La mise en place du mécanisme de surveillance unique va constituer un chantier d'envergure, supposant : la définition précise des relations entre la BCE, les superviseurs nationaux et l'Autorité bancaire européenne ; une réorganisation importante des mécanismes de contrôle ; la constitution d'équipes de surveillance mixtes et de nombreux recrutements.

Mais surtout, avant l'exercice effectif de sa mission de surveillance par la BCE, une évaluation de la qualité des actifs des banques placées dans son champ de supervision et une série de tests de résistance devront être menés, ce qui constituera une « opération vérité », sans doute nécessaire, mais qui comporte le risque de devoir faire appel aux États pour les banques qui pourraient présenter des problèmes. À cet égard, il convient de souligner que près de 600 milliards d'euros d'actifs pourris, ou non stratégiques, seraient présents dans les bilans des banques allemandes.

Autre chantier important, puisque destiné à couper le lien entre dettes bancaires et dettes souveraines, celui de la définition du cadre opérationnel de la recapitalisation directe des banques par le fonds de secours européen autrement dénommé « Mécanisme européen de stabilité » (MES). Il s'agit de la solution de dernier recours, puisque mobilisable seulement après la mise à contribution des créanciers privés et des fonds de résolution.

Ce chantier a connu une avancée notable jeudi dernier avec l'accord de l'Eurogroupe sur les grandes lignes du cadre opérationnel. La finalisation de ces grands principes a toutefois été subordonnée à un accord avec le Parlement européen sur les directives relatives aux systèmes de garantie des dépôts au redressement et à la résolution des défaillances bancaires.

De nombreux verrous ont en outre été posés. Ainsi, il a été décidé que le montant maximal du MES mobilisable au titre de la recapitalisation directe des banques s'élèverait à 60 milliards d'euros.

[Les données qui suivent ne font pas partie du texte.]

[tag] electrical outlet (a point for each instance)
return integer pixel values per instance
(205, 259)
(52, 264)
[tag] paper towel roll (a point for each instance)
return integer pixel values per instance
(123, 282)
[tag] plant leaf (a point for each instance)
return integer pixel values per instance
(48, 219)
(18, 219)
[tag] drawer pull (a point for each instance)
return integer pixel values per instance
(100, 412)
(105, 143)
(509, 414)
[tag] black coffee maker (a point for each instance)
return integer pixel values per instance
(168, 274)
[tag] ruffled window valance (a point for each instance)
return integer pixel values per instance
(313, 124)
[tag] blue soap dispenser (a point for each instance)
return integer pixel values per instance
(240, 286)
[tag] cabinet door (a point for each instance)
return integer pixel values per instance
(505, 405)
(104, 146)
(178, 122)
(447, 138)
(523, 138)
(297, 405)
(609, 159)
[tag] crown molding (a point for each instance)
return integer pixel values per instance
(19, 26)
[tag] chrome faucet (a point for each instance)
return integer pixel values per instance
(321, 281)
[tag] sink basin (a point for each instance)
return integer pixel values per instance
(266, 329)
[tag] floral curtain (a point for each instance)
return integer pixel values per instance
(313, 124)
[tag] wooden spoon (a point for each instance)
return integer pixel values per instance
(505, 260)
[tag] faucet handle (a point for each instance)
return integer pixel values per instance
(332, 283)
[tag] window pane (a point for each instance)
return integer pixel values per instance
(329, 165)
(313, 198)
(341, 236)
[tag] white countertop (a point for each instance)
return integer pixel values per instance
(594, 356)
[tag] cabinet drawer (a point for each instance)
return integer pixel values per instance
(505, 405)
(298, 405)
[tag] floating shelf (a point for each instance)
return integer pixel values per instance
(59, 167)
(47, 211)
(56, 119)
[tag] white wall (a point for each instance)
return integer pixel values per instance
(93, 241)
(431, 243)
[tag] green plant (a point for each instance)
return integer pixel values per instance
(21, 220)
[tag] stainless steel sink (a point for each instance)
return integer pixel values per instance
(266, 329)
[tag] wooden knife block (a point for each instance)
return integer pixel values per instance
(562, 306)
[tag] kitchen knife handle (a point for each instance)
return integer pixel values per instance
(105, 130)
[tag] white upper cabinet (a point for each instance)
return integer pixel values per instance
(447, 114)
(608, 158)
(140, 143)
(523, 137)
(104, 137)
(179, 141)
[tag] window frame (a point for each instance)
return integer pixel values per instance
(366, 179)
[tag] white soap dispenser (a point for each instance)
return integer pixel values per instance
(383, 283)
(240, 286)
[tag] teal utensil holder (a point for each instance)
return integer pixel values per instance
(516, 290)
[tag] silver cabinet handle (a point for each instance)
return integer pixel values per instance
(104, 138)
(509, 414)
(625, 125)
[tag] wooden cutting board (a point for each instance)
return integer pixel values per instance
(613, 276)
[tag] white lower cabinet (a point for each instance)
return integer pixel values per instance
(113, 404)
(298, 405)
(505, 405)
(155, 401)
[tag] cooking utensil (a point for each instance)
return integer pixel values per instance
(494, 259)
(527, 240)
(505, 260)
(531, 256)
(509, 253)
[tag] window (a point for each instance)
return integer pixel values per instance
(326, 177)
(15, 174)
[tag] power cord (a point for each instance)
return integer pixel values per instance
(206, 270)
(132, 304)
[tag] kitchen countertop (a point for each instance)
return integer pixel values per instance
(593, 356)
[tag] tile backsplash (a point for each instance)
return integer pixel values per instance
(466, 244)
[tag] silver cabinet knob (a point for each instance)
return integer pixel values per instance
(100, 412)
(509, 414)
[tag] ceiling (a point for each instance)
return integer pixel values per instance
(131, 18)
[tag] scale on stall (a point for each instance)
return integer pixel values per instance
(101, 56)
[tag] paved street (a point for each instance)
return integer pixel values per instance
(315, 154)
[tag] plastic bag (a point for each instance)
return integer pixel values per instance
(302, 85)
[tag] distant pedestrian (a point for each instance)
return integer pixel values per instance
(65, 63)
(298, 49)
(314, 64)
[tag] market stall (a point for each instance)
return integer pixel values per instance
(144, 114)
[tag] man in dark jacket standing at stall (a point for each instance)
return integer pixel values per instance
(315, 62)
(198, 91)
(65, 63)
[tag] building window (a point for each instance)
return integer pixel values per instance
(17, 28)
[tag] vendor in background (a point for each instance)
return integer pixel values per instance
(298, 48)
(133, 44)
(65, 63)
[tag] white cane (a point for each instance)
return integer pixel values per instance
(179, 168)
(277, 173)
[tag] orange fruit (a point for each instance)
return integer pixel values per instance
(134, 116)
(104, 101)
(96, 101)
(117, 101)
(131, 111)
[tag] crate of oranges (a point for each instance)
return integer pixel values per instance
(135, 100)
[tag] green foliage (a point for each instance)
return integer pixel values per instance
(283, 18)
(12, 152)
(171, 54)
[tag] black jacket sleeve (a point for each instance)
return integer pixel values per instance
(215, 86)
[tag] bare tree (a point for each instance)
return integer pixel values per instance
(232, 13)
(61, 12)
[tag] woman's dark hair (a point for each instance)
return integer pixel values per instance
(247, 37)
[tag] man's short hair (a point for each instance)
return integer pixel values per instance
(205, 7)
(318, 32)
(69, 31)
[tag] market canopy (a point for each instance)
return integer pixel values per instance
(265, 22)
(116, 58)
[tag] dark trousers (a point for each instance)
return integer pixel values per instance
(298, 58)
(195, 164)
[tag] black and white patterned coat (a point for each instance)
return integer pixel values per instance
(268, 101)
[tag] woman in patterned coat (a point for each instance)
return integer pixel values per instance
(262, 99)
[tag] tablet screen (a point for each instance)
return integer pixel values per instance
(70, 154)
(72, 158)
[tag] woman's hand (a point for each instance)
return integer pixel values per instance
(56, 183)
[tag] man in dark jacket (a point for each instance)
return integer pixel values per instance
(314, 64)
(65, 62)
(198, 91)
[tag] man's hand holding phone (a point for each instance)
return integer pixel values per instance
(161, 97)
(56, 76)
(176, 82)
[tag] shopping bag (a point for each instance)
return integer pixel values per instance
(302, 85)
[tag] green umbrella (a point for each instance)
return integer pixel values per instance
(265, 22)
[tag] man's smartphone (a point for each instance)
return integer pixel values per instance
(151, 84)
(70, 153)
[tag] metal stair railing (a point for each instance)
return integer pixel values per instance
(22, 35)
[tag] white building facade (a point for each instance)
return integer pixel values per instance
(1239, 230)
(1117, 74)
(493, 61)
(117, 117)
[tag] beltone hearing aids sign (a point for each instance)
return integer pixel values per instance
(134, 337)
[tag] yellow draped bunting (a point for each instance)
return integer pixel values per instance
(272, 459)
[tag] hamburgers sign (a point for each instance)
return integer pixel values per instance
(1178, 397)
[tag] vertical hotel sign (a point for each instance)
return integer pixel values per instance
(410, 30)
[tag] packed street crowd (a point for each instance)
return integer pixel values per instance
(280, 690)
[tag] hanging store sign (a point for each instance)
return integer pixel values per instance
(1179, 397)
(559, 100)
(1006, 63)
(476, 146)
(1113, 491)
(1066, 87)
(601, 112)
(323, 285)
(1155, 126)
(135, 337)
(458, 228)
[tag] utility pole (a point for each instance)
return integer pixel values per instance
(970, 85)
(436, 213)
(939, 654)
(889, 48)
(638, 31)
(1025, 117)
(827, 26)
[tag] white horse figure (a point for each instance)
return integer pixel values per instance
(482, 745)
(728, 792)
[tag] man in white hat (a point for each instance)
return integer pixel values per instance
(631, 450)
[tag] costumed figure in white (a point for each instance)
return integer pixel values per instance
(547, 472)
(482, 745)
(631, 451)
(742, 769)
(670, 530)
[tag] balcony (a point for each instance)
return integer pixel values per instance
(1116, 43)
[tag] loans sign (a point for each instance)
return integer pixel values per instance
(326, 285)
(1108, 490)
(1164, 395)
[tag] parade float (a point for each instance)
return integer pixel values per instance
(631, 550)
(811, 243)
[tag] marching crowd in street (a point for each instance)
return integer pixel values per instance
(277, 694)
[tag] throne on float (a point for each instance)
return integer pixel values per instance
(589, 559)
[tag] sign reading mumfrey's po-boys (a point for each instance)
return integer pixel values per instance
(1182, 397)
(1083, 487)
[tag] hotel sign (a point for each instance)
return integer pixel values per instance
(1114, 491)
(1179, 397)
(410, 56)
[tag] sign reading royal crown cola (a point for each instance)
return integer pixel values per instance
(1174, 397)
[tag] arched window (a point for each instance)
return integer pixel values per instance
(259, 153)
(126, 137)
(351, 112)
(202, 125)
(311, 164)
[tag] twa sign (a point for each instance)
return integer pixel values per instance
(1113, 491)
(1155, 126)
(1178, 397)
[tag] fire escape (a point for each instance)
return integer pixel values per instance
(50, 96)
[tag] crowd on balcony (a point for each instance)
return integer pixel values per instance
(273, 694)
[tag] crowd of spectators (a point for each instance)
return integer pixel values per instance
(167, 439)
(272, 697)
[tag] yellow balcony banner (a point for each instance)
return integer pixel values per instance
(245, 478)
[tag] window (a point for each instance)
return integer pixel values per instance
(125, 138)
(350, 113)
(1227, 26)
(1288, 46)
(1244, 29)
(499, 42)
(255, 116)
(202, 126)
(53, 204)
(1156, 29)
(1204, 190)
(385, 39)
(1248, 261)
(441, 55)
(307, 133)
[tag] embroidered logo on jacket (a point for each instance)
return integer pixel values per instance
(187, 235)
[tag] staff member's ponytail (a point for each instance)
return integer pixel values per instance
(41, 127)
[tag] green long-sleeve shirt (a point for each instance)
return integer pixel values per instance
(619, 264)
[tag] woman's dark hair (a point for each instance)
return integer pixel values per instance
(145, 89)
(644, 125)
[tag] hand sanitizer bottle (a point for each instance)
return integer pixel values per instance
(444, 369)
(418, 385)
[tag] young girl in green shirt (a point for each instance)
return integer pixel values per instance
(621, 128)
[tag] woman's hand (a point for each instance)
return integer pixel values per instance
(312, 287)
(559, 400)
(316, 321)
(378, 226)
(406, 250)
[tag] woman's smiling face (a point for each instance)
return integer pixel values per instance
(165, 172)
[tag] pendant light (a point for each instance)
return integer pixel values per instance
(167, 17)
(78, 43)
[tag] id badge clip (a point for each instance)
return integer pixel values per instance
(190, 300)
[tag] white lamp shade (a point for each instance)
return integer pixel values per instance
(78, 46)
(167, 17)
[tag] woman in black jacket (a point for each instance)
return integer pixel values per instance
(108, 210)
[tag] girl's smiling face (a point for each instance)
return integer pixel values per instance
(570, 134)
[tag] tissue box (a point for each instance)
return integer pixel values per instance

Sur les 500 milliards de sa dotation totale, cela reste limité. Le directeur général du fonds, Klaus Regling, a néanmoins estimé que cela devrait être « plus que suffisant ». Cela pourrait toutefois s'avérer insuffisant dans le cas des banques systémiques. Une souplesse est malgré tout prévue puisque le conseil des gouverneurs pourra revoir ce plafond.

En outre, tout État qui sollicitera le MES pour une banque en difficulté devra participer en partie à sa recapitalisation : à hauteur de 20 % les deux premières années de la mise en place du mécanisme, 10 % ensuite.

Enfin, une éventuelle application rétroactive du mécanisme sera décidée au cas par cas par le conseil des gouverneurs. Ce dernier point, auquel l'Allemagne était farouchement opposée – le directeur Europe au ministère des Affaires étrangères que nous avons rencontré à Berlin a été très clair à ce sujet –, est plus particulièrement susceptible de concerner l'Irlande le Portugal. L'Espagne a en effet indiqué ne pas souhaiter y avoir recours.

C'est donc, on le voit, un chantier difficile où, dès qu'il est question d'une forme de mutualisation, l'Allemagne freine les négociations des quatre fers.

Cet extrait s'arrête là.